Technique de composition numérique simulant la profondeur dans du matériel 2D — parallaxe de mouvement et profondeur de champ calculées en post-production. Moins cher que la reconstruction 3D mais évidemment artificiel aux angles extrêmes.
Vous avez un matériel 2D plat — une vieille prise de vue, des archives ou une source numérique de faible résolution — et vous avez soudainement besoin de profondeur, de mouvement de parallaxe ou d'un effet de profondeur de champ notable. C'est là qu'intervient le procédé Noto. Il ne reconstruit pas l'information spatiale par une modélisation 3D complexe, mais par un déplacement intelligent des pixels et une déformation locale. L'algorithme analyse les contours, les textures et les motifs de mouvement dans l'image originale et calcule comment les différentes couches *se déplaceraient* si la caméra se déplaçait réellement dans l'espace. Le résultat : une parallaxe synthétique sans géométrie réelle.

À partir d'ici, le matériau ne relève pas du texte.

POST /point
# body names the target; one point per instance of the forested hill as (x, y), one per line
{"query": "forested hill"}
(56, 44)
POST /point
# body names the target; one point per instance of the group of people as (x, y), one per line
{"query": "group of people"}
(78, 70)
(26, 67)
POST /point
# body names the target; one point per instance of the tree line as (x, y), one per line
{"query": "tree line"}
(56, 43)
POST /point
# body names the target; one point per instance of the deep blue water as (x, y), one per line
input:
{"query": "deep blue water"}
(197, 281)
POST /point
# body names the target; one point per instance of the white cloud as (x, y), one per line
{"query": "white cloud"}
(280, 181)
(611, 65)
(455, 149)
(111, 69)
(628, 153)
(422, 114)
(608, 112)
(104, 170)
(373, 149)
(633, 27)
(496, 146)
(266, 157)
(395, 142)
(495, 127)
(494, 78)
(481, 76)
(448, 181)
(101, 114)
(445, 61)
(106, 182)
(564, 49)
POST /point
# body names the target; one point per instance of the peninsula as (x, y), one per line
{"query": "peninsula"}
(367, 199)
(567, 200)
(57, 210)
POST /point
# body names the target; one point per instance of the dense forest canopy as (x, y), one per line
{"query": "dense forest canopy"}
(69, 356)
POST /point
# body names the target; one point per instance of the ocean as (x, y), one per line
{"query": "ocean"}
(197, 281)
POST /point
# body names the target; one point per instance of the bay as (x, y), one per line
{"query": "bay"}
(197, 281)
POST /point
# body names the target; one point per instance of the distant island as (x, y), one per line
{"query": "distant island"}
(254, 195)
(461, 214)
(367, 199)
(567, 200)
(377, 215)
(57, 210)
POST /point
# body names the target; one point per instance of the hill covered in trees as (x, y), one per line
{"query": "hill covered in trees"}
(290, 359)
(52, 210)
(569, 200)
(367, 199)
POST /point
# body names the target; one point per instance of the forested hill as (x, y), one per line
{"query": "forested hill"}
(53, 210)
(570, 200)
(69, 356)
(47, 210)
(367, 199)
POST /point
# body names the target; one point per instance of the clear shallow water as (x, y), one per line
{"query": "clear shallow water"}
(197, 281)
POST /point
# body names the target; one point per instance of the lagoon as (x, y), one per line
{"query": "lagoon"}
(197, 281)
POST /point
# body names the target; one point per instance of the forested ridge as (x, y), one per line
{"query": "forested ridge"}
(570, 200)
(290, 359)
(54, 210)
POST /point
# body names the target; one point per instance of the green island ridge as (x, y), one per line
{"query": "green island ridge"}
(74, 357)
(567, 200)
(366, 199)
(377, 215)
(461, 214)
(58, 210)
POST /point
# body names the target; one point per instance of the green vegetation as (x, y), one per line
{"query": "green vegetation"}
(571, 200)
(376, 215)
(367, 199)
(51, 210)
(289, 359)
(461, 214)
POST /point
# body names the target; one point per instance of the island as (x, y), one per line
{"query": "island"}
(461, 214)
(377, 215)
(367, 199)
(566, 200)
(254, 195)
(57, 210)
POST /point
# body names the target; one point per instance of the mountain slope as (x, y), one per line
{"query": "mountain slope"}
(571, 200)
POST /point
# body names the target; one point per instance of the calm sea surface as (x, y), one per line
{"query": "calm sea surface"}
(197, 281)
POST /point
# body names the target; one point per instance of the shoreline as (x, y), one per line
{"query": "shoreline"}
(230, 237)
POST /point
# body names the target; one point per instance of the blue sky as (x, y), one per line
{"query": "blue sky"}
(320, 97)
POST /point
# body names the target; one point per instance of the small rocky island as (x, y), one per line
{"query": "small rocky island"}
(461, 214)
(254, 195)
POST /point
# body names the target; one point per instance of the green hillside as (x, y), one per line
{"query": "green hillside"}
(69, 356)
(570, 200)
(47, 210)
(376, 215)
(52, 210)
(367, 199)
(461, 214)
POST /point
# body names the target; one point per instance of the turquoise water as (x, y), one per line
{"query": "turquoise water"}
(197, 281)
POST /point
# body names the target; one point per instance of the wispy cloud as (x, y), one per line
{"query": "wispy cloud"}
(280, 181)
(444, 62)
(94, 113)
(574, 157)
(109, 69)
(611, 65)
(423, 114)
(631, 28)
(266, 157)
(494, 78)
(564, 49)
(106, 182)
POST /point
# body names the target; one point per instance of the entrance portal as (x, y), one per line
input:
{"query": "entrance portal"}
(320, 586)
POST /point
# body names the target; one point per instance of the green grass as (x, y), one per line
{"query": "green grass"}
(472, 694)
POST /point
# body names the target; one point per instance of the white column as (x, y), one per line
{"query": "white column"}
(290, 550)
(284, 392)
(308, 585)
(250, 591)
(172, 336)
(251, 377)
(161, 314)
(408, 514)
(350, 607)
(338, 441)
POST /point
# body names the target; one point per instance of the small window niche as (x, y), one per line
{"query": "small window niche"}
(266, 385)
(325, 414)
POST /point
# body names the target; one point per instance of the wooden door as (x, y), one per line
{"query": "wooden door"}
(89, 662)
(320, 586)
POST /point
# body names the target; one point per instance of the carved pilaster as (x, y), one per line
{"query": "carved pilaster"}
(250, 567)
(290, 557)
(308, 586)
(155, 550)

Sur le plateau, cela vous fait gagner du temps de production. Vous filmez une prise de vue statique ou avec un mouvement minimal, et le compositeur crée ensuite l'impression visuelle d'un mouvement de caméra interne — une légère imitation de zoom arrière, un flottement latéral ou une simulation de profondeur de champ. Cela coûte une fraction de ce que coûte une reconstruction 3D complète. Pour des effets modérés (flou léger, parallaxe de caméra subtile de quelques pourcents), le matériel semble tout à fait propre. Vous ne remarquez le procédé qu'à des angles plus extrêmes ou lorsque des objets se superposent — là, cela devient artificiel, car l'algorithme n'a pas de géométrie réelle et ne peut pas résoudre l'occlusion «correctement ».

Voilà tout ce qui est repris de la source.